5

Chrome 11 is now asking user permission to run both signed and unsigned Applets (yes, for signed applets the user is asked twice). Chromium team decided that this measure is needed even when the user is using an up-to-date JRE. Here's my bug report (which reflects solely my opinion: http://code.google.com/p/chromium/issues/detail?id=84001).

My question is, how do you guys see it? Is Java Sandbox dated and unsafe? Do browsers need to impose a second layer of protection by default?

Update:

I'm also curious about how many of you guys have a clean record experience with Java against how many every hit a piece of malicious software?

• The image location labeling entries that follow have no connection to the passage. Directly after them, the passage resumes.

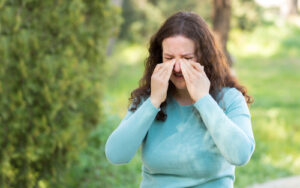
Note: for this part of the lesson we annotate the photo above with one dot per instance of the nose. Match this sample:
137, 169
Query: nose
177, 67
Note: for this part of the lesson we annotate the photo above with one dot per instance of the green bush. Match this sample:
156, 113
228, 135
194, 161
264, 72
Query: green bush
51, 58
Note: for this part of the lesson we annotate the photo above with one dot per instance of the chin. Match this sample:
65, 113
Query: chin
179, 85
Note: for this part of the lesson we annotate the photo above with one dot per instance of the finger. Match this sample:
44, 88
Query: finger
197, 66
170, 69
190, 68
157, 67
184, 71
165, 75
166, 67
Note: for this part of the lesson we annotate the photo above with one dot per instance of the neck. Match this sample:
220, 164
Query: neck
183, 94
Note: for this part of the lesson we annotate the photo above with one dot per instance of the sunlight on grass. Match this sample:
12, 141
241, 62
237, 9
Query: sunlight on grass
268, 64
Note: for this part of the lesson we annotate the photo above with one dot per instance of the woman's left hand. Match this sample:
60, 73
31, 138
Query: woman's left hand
196, 80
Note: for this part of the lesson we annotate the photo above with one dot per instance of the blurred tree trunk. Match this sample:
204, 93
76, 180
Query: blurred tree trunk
221, 24
293, 6
112, 40
289, 8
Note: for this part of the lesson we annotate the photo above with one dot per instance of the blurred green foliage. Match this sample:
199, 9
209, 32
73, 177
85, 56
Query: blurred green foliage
51, 59
270, 70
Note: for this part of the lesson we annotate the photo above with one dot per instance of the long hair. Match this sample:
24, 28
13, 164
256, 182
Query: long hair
207, 51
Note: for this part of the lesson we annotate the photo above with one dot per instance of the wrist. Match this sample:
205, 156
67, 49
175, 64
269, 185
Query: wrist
155, 102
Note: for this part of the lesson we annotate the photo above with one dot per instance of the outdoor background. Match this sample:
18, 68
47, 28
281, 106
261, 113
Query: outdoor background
67, 69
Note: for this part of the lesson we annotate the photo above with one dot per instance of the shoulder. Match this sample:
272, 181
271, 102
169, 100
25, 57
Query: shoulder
232, 98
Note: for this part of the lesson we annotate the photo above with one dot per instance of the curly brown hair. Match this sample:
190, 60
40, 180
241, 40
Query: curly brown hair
207, 51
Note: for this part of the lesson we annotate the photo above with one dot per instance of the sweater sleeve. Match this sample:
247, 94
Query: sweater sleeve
231, 130
125, 140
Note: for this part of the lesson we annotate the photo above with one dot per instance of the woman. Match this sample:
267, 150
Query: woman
189, 114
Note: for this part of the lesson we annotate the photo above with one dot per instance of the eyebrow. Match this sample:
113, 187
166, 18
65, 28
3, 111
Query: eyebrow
182, 54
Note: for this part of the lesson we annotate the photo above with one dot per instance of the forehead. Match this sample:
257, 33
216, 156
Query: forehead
178, 45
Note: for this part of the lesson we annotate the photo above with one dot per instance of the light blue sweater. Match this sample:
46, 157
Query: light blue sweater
198, 145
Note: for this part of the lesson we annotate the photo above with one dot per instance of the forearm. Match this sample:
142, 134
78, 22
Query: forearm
123, 143
235, 144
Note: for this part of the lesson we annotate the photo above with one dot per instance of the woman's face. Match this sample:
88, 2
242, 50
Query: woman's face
178, 47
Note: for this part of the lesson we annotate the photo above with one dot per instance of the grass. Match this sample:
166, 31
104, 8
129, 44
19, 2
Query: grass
268, 63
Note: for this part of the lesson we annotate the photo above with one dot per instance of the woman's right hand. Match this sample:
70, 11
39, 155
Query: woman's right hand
160, 82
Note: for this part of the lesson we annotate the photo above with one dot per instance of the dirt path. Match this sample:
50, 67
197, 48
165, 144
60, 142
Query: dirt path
290, 182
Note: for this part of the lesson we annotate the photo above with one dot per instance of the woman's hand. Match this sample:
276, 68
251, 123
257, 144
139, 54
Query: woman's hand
195, 78
160, 82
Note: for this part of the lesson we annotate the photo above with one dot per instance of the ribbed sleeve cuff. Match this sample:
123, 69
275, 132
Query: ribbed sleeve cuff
149, 103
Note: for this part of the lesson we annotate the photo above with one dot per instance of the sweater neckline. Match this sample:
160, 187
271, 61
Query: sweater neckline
181, 106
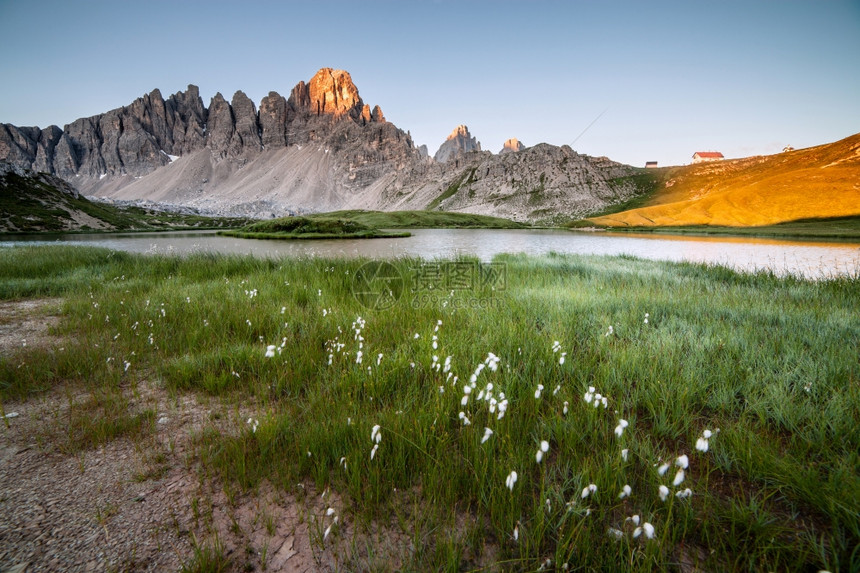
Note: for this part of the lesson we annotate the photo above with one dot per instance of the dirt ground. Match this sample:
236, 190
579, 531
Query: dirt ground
142, 505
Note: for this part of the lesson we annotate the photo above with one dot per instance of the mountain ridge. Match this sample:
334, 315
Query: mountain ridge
321, 148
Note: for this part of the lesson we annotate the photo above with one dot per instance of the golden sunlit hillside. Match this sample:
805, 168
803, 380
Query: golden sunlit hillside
816, 182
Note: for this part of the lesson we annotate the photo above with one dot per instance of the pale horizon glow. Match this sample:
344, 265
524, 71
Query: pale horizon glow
670, 78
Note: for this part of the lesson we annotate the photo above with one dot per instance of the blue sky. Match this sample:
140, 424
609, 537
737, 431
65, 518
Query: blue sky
673, 78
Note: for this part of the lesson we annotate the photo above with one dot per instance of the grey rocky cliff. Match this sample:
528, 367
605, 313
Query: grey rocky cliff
512, 145
322, 148
543, 183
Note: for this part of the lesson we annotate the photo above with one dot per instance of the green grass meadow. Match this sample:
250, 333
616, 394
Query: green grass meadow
767, 365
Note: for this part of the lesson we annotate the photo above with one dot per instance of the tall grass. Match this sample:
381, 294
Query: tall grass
771, 362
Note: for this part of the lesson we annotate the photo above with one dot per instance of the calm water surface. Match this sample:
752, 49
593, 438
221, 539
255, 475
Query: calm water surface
807, 258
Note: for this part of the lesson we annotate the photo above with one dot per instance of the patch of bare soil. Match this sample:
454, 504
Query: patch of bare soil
142, 504
27, 323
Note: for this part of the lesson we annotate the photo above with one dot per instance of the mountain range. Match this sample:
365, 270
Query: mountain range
320, 149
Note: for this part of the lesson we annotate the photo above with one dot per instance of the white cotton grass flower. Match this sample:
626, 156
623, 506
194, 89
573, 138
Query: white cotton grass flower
685, 493
544, 448
702, 444
646, 528
487, 433
511, 480
328, 529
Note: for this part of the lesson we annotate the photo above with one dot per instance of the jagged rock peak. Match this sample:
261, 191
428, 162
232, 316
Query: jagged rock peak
512, 145
459, 142
459, 131
332, 91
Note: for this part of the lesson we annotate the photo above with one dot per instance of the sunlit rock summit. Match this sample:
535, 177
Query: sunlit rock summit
458, 143
322, 148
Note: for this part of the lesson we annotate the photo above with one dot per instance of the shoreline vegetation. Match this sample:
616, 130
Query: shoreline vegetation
310, 229
844, 228
603, 413
364, 225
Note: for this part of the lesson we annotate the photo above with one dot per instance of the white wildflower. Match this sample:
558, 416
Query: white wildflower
511, 480
487, 433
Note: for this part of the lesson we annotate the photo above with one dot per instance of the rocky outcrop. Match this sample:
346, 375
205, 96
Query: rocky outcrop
541, 183
512, 145
458, 143
273, 120
132, 140
322, 148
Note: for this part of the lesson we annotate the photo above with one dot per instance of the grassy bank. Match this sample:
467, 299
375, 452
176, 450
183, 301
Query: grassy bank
310, 228
422, 219
768, 366
826, 228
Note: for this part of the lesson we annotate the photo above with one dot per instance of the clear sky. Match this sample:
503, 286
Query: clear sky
740, 77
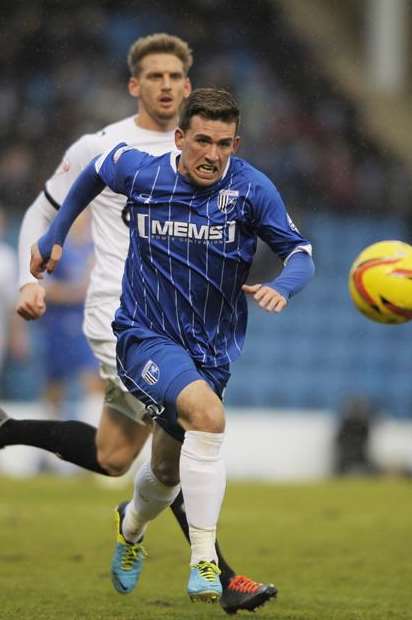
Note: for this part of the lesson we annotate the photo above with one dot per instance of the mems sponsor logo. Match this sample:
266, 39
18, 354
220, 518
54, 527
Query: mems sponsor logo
185, 230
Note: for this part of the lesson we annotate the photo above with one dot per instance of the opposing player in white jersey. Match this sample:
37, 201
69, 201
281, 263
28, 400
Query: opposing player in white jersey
159, 65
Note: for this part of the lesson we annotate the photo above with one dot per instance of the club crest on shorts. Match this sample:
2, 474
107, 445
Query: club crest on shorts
227, 199
151, 372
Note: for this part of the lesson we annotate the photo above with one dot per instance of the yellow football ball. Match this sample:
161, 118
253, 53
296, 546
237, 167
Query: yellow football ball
380, 282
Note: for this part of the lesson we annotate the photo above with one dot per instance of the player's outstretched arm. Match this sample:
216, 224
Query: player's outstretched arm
266, 296
47, 252
274, 296
38, 264
31, 303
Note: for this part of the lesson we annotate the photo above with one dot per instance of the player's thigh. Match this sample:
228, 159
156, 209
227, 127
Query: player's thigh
165, 456
118, 433
200, 409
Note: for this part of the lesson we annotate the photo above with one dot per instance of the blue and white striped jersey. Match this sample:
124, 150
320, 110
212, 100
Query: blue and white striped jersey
191, 249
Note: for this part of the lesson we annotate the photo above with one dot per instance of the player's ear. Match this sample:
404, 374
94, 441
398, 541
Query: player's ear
236, 144
134, 87
179, 138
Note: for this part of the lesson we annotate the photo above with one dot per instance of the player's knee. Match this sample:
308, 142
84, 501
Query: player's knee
166, 474
115, 464
209, 419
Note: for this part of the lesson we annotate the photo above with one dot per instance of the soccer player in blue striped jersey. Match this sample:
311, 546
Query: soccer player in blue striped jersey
195, 218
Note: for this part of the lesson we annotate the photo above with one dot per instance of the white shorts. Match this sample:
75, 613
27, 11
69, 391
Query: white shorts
116, 394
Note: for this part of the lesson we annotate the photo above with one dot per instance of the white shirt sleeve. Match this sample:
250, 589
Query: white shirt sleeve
42, 212
35, 222
76, 158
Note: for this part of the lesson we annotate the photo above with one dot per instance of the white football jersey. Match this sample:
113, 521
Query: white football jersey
109, 232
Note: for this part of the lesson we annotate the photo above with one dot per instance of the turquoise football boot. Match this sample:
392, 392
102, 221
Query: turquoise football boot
128, 558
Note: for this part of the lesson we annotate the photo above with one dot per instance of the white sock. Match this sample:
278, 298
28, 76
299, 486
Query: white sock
150, 497
203, 480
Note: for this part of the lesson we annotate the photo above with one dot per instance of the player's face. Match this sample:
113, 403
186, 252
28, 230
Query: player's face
161, 87
206, 147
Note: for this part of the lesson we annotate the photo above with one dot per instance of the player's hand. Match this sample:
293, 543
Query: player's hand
38, 265
31, 303
266, 296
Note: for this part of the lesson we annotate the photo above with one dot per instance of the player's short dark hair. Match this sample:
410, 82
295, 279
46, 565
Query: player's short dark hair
211, 103
159, 43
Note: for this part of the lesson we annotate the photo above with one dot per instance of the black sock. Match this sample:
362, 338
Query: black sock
71, 441
178, 509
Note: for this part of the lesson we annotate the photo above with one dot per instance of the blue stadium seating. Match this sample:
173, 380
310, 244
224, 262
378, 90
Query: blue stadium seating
321, 349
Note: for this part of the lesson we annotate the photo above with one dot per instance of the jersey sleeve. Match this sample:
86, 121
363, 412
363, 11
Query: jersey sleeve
119, 168
75, 159
272, 222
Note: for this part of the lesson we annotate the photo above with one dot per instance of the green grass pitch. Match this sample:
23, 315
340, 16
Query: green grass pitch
339, 550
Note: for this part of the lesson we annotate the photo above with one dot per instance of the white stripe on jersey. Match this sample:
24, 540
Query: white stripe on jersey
221, 277
207, 272
234, 283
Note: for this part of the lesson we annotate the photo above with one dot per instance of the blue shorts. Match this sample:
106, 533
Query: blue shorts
155, 370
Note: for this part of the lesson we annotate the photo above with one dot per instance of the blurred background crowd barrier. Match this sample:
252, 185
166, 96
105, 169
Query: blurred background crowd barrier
323, 88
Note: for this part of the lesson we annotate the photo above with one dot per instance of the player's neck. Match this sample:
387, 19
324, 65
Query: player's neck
144, 121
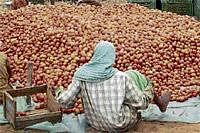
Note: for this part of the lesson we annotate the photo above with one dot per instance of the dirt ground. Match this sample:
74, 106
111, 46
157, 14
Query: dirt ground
143, 127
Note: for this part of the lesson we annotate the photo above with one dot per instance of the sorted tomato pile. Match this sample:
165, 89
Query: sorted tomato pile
58, 39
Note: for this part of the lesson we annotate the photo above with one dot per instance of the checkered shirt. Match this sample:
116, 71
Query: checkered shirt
110, 105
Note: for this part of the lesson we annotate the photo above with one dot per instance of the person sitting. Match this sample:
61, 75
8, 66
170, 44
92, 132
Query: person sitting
111, 99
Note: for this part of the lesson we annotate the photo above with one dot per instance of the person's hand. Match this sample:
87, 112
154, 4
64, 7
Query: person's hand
163, 100
52, 89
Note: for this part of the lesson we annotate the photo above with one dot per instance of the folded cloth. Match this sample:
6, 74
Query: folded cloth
70, 124
188, 112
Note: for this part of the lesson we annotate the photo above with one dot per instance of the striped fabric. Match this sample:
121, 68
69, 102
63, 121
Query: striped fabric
111, 105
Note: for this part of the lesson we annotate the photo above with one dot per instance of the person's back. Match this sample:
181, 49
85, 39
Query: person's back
104, 103
111, 100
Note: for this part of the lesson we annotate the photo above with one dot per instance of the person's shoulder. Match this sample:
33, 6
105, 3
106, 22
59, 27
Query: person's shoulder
120, 73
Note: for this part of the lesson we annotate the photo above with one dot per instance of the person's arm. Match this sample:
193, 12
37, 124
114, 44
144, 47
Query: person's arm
136, 98
70, 96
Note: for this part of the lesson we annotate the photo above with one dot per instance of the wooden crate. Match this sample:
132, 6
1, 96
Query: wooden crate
53, 113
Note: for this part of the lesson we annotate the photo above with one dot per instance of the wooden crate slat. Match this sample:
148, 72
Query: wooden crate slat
53, 114
25, 121
52, 105
28, 91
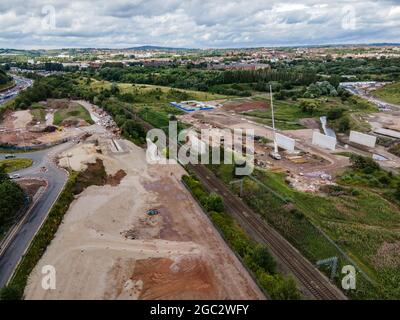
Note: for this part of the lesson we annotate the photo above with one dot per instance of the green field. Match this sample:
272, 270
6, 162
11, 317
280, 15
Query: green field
11, 165
362, 221
6, 86
287, 115
389, 93
288, 112
72, 112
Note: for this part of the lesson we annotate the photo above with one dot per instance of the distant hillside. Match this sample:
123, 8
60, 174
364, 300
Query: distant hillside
145, 48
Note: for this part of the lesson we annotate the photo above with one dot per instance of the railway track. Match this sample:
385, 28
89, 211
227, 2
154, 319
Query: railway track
318, 286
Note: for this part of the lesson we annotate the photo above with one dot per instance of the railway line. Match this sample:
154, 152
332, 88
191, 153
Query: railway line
311, 279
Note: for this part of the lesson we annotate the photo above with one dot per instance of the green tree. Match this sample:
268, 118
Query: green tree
3, 175
365, 164
262, 258
10, 293
12, 198
214, 202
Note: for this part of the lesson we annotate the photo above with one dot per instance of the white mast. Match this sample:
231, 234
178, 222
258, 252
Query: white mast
273, 120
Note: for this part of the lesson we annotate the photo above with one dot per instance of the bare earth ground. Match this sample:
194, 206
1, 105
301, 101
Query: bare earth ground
17, 128
109, 248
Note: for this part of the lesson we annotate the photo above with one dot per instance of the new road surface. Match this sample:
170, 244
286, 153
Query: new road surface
56, 179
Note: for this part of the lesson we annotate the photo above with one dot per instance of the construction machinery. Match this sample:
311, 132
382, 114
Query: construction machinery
275, 154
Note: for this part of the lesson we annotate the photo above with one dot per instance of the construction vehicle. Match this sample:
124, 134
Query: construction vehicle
275, 154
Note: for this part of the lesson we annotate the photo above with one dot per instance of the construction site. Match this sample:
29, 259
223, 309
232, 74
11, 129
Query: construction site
140, 236
310, 157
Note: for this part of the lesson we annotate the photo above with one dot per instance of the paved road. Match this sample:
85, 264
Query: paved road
56, 179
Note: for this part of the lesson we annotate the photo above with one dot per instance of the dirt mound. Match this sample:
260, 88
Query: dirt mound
163, 278
245, 106
74, 122
114, 180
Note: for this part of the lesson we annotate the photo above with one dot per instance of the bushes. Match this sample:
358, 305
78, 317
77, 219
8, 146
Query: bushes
12, 198
278, 287
214, 203
76, 183
10, 293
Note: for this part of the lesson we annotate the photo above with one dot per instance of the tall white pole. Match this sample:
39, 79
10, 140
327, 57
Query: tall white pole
273, 119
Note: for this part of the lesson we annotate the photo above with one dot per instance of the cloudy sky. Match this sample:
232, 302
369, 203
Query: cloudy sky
195, 23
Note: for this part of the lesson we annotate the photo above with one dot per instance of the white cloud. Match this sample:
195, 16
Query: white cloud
196, 23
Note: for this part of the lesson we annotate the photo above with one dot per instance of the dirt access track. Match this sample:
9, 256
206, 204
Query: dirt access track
109, 248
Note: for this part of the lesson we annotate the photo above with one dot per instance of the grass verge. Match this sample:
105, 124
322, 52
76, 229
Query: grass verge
77, 182
11, 165
255, 257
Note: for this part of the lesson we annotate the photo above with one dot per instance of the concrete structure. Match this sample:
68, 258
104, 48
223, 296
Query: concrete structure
388, 133
324, 141
362, 138
285, 142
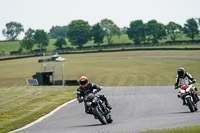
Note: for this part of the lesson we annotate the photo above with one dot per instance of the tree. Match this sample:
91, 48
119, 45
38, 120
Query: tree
58, 31
124, 30
98, 34
173, 29
28, 41
42, 39
191, 28
155, 30
60, 42
136, 31
110, 29
79, 32
12, 31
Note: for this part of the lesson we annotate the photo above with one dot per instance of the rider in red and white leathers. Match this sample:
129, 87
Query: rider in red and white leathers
186, 78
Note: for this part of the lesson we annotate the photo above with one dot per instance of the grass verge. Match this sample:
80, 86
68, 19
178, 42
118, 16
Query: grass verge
187, 129
21, 104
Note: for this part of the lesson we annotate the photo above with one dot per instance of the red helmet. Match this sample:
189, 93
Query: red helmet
83, 81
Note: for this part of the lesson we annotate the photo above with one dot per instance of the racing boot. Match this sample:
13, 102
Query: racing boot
108, 106
184, 102
196, 97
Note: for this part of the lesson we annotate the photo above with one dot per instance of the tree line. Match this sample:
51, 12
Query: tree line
79, 32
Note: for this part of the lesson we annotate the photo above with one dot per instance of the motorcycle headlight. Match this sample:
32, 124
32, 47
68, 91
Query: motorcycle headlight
188, 89
182, 91
89, 103
94, 100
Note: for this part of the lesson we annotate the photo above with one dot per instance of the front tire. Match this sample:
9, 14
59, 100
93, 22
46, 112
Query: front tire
109, 120
98, 114
190, 104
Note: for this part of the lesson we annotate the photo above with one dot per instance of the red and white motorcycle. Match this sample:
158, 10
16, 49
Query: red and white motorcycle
186, 92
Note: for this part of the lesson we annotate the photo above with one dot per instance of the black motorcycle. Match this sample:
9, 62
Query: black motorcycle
98, 108
186, 94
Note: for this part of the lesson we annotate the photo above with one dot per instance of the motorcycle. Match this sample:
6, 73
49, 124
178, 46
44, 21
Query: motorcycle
186, 94
98, 108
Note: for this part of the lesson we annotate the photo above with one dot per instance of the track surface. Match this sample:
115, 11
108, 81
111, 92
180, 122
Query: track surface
134, 109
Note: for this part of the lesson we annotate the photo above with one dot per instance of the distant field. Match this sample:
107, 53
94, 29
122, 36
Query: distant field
9, 46
21, 104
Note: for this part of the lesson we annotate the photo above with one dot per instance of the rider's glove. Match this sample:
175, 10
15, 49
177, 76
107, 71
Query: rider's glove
176, 86
80, 100
194, 80
99, 88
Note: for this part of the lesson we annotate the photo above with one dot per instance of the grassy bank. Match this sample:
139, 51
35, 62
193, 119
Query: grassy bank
191, 129
20, 104
9, 46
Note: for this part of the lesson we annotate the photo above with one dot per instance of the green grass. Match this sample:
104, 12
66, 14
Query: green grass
10, 46
188, 129
21, 104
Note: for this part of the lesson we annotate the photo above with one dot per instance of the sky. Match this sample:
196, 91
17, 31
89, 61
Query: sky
43, 14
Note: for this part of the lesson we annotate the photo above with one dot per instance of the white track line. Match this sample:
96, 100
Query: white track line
43, 117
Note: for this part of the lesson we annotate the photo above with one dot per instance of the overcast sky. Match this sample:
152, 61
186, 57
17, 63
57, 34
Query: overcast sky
43, 14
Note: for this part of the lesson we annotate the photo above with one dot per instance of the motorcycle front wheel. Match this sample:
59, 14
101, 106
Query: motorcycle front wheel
98, 114
190, 104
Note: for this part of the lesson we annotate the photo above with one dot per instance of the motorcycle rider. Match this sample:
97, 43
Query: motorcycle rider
183, 78
87, 88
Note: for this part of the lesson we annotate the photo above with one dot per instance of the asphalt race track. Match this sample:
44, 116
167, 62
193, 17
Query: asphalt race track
134, 109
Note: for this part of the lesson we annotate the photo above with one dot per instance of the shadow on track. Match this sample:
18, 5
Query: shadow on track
92, 125
185, 112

As a Java Power User for more than 10 years, the only time my antivirus ever complained about something related to Java was a false positive (I was downloading some libraries from Maven Central repository).

Anthony Accioly
  • 199
  • 5

3 Answers3

5

I try not to be too much of a conspiracy theorist but I could see this as being retaliation for Oracle's copyright/patent infringement lawsuit against Google over Android. I doubt most regular users will even notice since Java applets are basically dead anyway on consumer web sites.

I prefer the approach of Firefox, which disables known vulnerable Java versions rather than trying to paint the whole approach as flawed.

Jeremy
  • 361
  • 1
  • 2
  • 1
    Fair thought since that's the first thing that crossed my mind too. It seems unfair to block new Java Versions, and a "Learn More" including bold **erros and crashes: Blocked Plug-ins** is not fair when comparing the database of Java vulnerabilities to that of XSS Attacks, Flash Crashes, etc. And blocking Java Plugin because it is not "wildely used" is just lame. justification. – Anthony Accioly May 26 '11 at 13:11
  • Just to be fair. Besides popular games, Internet Banks, File Unploaders and the general stuff that still use Applets, there is JavaFX that is a (even if not that popular) alternative to Flash and Silverlight. Besides some applets do background stuff, sometimes the users don't even need to be ware about them (no, I'm not talking about server side Java, I'm talking about client side background stuff). – Anthony Accioly May 26 '11 at 13:19
1

Here's my opinion on the matter:

There are a whole whack of people smarter than me developing both Chrome and Chromium. I leave it in their capable hands to determine what's secure and what's not.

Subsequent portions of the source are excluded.